Le sorcier les avait-il piégés ? Mais pourquoi s'était-il donné tant de mal pour le sauver et pour soigner Cassian si c'était pour mieux les renvoyer dans les griffes de Demetrio ? Plus encore, comment un sorcier aurait-il pu s'allier avec son pire ennemi ? Cela dépassait l'entendement ! Et pourtant... l'inquisiteur avait percé à jour leur camouflage. En y réfléchissant, le Vénitien n'avait-il de nombreuses fois exhibé des objets consacrés par des anges ? Des anges... Des démons, plutôt. Ou, en l'occurrence, un sorcier ! Pourquoi n'avait-il jamais rien deviné ? La foi l'avait-elle aveuglé à ce point ? Était-ce pour cela que la créature lui avait volé ses souvenirs ? Pour l'empêcher de se remémorer son alliance contre nature avec un homme d'Église ?
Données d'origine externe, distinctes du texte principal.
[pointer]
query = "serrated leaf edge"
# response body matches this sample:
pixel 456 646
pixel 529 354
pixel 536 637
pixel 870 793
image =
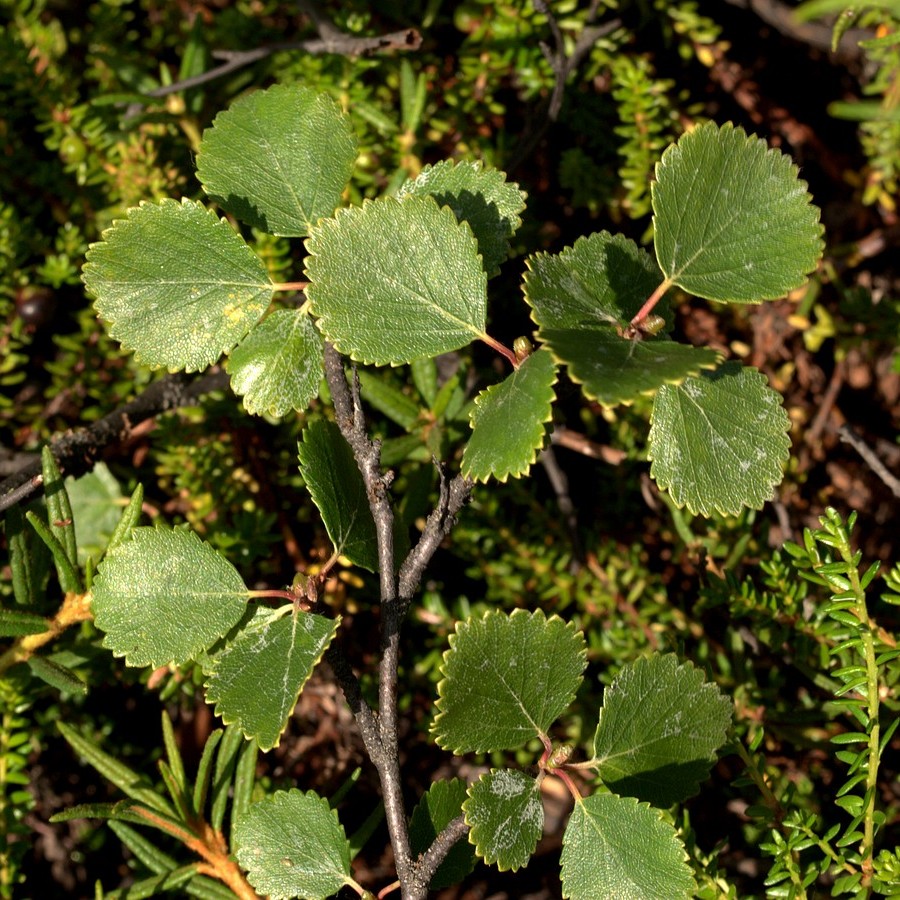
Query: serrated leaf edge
pixel 542 424
pixel 465 625
pixel 783 458
pixel 235 720
pixel 354 211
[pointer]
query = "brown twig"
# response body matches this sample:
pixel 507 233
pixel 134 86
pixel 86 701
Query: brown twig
pixel 76 452
pixel 563 66
pixel 330 40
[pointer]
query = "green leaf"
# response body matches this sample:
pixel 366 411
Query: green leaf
pixel 292 844
pixel 437 808
pixel 599 282
pixel 57 676
pixel 278 648
pixel 69 579
pixel 659 730
pixel 509 421
pixel 732 219
pixel 720 441
pixel 507 678
pixel 612 369
pixel 279 365
pixel 393 281
pixel 59 507
pixel 17 624
pixel 177 284
pixel 96 500
pixel 278 159
pixel 338 490
pixel 505 818
pixel 165 596
pixel 481 197
pixel 615 847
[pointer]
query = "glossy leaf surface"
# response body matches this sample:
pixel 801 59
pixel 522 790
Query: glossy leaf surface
pixel 615 847
pixel 292 845
pixel 507 678
pixel 257 678
pixel 278 159
pixel 279 366
pixel 509 421
pixel 164 596
pixel 719 442
pixel 659 730
pixel 177 284
pixel 505 818
pixel 481 197
pixel 732 219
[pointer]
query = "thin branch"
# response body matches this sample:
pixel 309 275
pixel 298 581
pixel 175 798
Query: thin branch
pixel 429 862
pixel 76 452
pixel 453 497
pixel 563 66
pixel 330 40
pixel 350 420
pixel 848 436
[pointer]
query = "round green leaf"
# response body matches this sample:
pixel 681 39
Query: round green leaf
pixel 719 442
pixel 292 845
pixel 602 280
pixel 393 281
pixel 278 649
pixel 732 219
pixel 279 365
pixel 438 808
pixel 612 369
pixel 177 284
pixel 482 197
pixel 659 730
pixel 165 596
pixel 507 678
pixel 278 159
pixel 505 818
pixel 509 421
pixel 616 847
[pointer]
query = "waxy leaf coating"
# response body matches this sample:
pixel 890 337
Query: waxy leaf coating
pixel 507 678
pixel 164 597
pixel 719 442
pixel 278 159
pixel 437 808
pixel 615 847
pixel 659 730
pixel 602 280
pixel 338 490
pixel 585 297
pixel 279 365
pixel 396 280
pixel 732 219
pixel 612 369
pixel 257 678
pixel 509 421
pixel 505 816
pixel 481 197
pixel 177 284
pixel 292 845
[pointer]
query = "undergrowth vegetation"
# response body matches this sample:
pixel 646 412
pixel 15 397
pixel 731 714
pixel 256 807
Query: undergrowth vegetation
pixel 674 519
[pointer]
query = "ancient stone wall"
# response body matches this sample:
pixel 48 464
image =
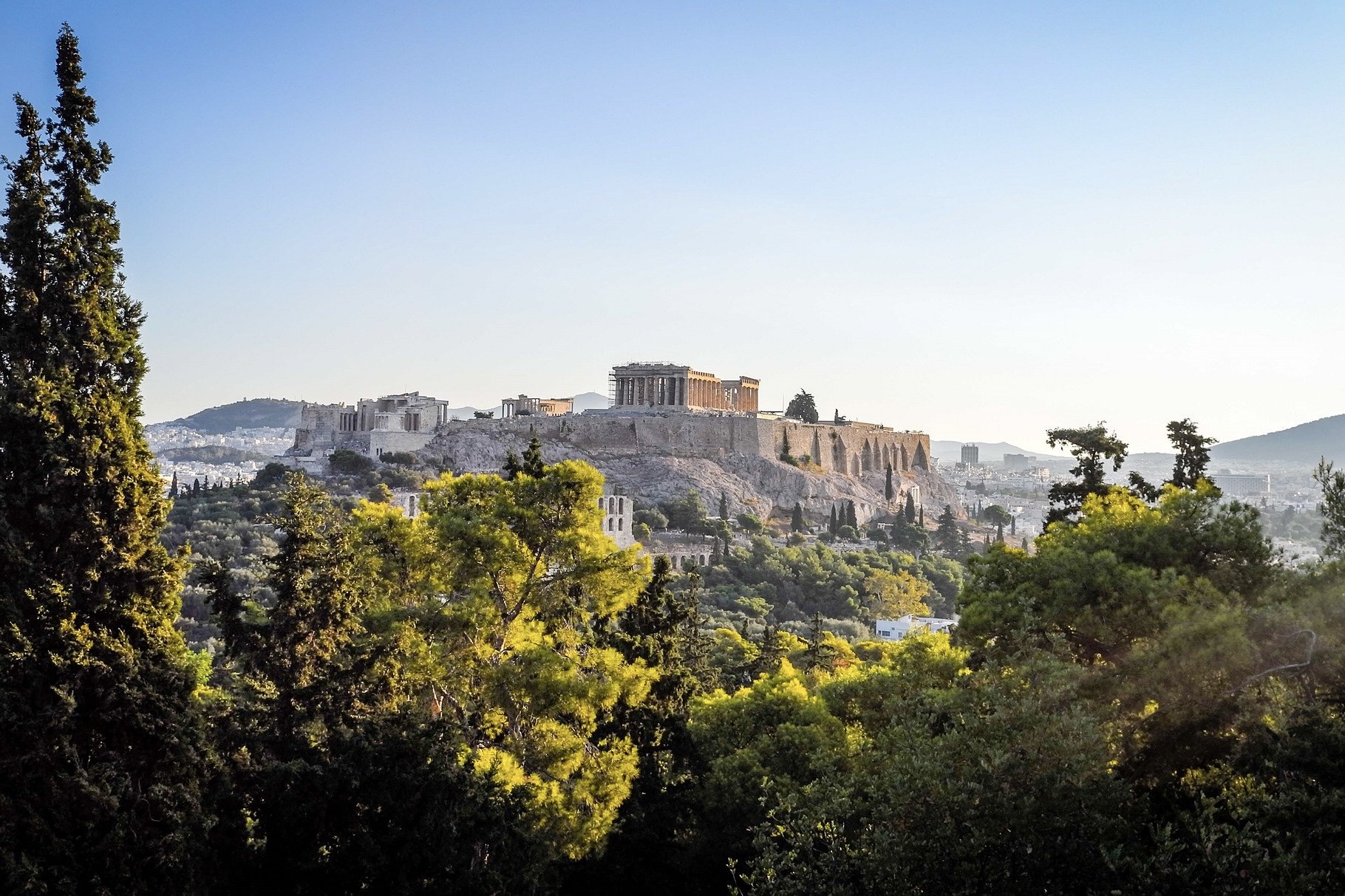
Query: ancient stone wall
pixel 853 450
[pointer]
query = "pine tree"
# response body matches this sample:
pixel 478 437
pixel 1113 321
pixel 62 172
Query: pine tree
pixel 101 755
pixel 949 537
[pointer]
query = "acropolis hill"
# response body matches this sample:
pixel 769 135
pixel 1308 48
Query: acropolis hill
pixel 670 428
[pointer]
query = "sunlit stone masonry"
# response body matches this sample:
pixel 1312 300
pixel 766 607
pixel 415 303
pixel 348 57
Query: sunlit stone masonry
pixel 672 386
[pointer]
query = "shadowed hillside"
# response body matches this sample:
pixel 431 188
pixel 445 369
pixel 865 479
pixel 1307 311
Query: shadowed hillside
pixel 1305 443
pixel 245 414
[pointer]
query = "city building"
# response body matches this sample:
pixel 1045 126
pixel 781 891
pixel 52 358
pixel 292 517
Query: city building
pixel 525 406
pixel 1020 463
pixel 1242 485
pixel 680 388
pixel 910 625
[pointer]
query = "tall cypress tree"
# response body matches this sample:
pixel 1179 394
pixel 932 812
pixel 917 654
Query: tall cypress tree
pixel 101 751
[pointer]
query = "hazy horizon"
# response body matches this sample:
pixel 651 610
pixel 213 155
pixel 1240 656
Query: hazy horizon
pixel 971 219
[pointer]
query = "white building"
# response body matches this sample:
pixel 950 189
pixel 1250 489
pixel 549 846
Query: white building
pixel 908 625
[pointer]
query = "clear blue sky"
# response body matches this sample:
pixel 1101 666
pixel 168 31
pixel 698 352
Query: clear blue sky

Si Cassian et Mirelha ressentaient de la peur, ils ne le montrèrent pas. L'un fixait l'inquisiteur avec une farouche détermination, l'autre grognait vers les soldats en dévoilant ses crocs. La menace n'émut pas le religieux. Comment aurait-il pu en être autrement ? Son entourage l'assurait d'une victoire rapide.

— Je suis surpris de te voir en vie, Lugan, déclara-t-il de sa voix grave.

Le guerrier baissa brièvement les yeux sur le chapelet avant de les relever sur son ancien mentor. Il décida de garder le silence. Et d'espérer. Pas pour qu'on vînt les sauver, ce sur quoi il n'avait aucune illusion, mais pour avoir l'occasion de transpercer la gorge du fanatique d'un trait avant de mourir, à son tour criblé par les carreaux de ses anciens compagnons et nouveaux ennemis.

— La solution est simple, hérétiques. Déposez vos armes et rendez-vous.

Mirelha arracha l'épée de son frère à son fourreau et la pointa vers l'inquisiteur. Nul doute qu'elle avait appris à s'en servir même si les lycanthropes avaient la réputation de dédaigner les armes des mortels.

— Pour que tu puisses nous torturer ? Sans façon. Nous ne sommes pas lâches, nous. Regarde-toi, à te sentir tout puissant parce que tes hommes sont là pour te protéger. Seul avec moi, tu pisserais dans tes braies.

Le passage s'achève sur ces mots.